Retraités : découvrez la limite légale des frais bancaires qui vous protège

Frais bancaires des retraités de 65 ans et plus : une protection légale

Un retraité de 65 ans peut voir sa pension diminuer rapidement à cause de frais liés à un simple découvert, même de courte durée. Pour éviter cela, la loi a instauré une règle spécifique : les frais d’incidents bancaires pour les clients considérés comme fragiles sont plafonnés à 25 euros par mois. Cependant, cette protection reste encore méconnue de nombreux aînés.

Depuis le 20 septembre 2020, une charte homologuée par le ministère de l’Économie a inscrit cette mesure dans le Code monétaire et financier. Elle est également suivie par l’Observatoire de l’inclusion bancaire de la Banque de France. Le principal défi pour les retraités est moins la règle elle-même que sa mise en application concrète sur leur compte.

Un plafond pour limiter l’escalade des frais

Le principe est simple : si la banque considère un client comme étant en situation de fragilité financière, tous les frais d’incidents (comme les commissions d’intervention, les rejets de prélèvements ou de chèques, ou encore les lettres d’information pour compte débiteur) ne peuvent dépasser 25 euros par mois. Cette limite est valable pendant trois mois. Une offre spécifique, appelée Offre spécifique clientèle fragile (OCF), réduit même ce plafond à 20 euros par mois et 200 euros par an, pour un coût de compte limité à 3 euros mensuels.

La Banque de France précise que les intérêts débiteurs liés au découvert, appelés agios, ne sont pas inclus dans ce plafond. La mesure vise uniquement à limiter les frais d’incidents listés par l’article R.312-4-3 du Code monétaire et financier, afin d’éviter que de petites factures s’accumulent sur des comptes déjà fragilisés.

Quand un retraité devient-il “client fragile” ?

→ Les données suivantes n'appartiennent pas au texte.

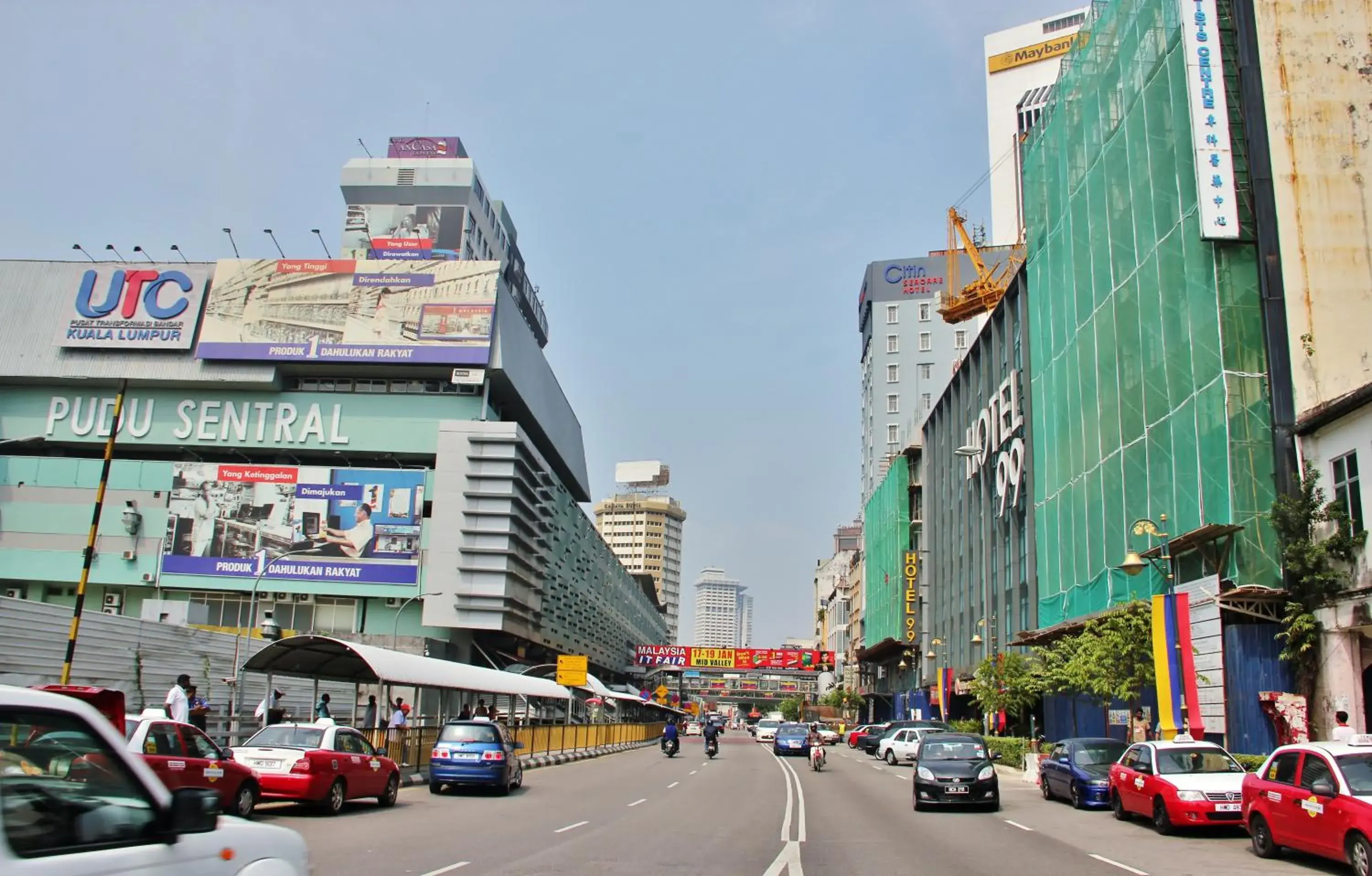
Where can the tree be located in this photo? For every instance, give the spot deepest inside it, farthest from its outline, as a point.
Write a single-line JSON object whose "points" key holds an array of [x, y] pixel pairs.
{"points": [[1316, 569]]}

Il ne suffit pas d’être retraité de 65 ans pour bénéficier de cette protection. La reconnaissance du statut de client fragile dépend de la situation financière. Elle peut résulter d’inscriptions au FCC (Fichier Central des Chèques), au FICP en cas de surendettement, de l’usage du droit au compte ou de répétitions d’incidents financiers. Par exemple, cinq incidents en un seul mois peuvent conduire à la reconnaissance de la fragilité pour une période d’au moins trois mois.

Concrètement, de nombreux retraités, dont la pension est versée une seule fois par mois, subissent parfois des rejets de prélèvements pour des factures ou loyers arrivés au mauvais moment. Si ces incidents se répètent, la banque doit appliquer le plafonnement et peut proposer l’offre spécifique mentionnée plus haut.

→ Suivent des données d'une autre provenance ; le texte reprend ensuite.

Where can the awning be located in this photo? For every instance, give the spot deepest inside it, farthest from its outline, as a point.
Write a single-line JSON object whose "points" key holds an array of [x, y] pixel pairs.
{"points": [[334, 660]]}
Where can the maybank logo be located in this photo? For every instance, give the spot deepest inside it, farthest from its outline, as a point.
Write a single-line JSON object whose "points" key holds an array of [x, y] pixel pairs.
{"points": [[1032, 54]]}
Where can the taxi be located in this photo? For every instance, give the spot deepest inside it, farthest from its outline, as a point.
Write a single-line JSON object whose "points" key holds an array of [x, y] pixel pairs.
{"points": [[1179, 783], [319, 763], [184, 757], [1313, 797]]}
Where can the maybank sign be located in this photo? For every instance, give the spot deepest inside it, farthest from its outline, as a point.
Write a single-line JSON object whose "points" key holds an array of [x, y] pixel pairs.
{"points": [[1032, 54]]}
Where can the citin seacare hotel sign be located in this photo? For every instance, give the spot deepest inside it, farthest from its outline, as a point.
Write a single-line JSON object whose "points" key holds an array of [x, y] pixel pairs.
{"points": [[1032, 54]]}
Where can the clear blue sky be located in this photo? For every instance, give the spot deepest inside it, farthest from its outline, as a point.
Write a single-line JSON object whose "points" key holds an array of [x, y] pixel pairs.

Comment faire respecter cette règle au quotidien ?

Pour bénéficier de cette protection, il faut d’abord vérifier ses relevés bancaires. Il faut additionner les frais liés aux incidents (commissions d’intervention, frais de rejet, lettres d’information) et comparer le total au plafond légal. En cas de dépassement, il est conseillé d’adresser une réclamation écrite à son conseiller, puis au directeur d’agence, en recommandé. Cela permet de demander l’application du plafonnement ou l’accès à l’offre spécifique.

Si la banque ne répond pas ou refuse d’appliquer la règle dans un délai de deux mois, il est possible de saisir le Médiateur bancaire. Cette instance, gratuite, intervient pour régler les litiges. Des conseils pour limiter ces incidents incluent la vérification régulière du compte, l’activation d’alertes SMS, la réduction des découverts et la contestation rapide de tout frais jugé anormal.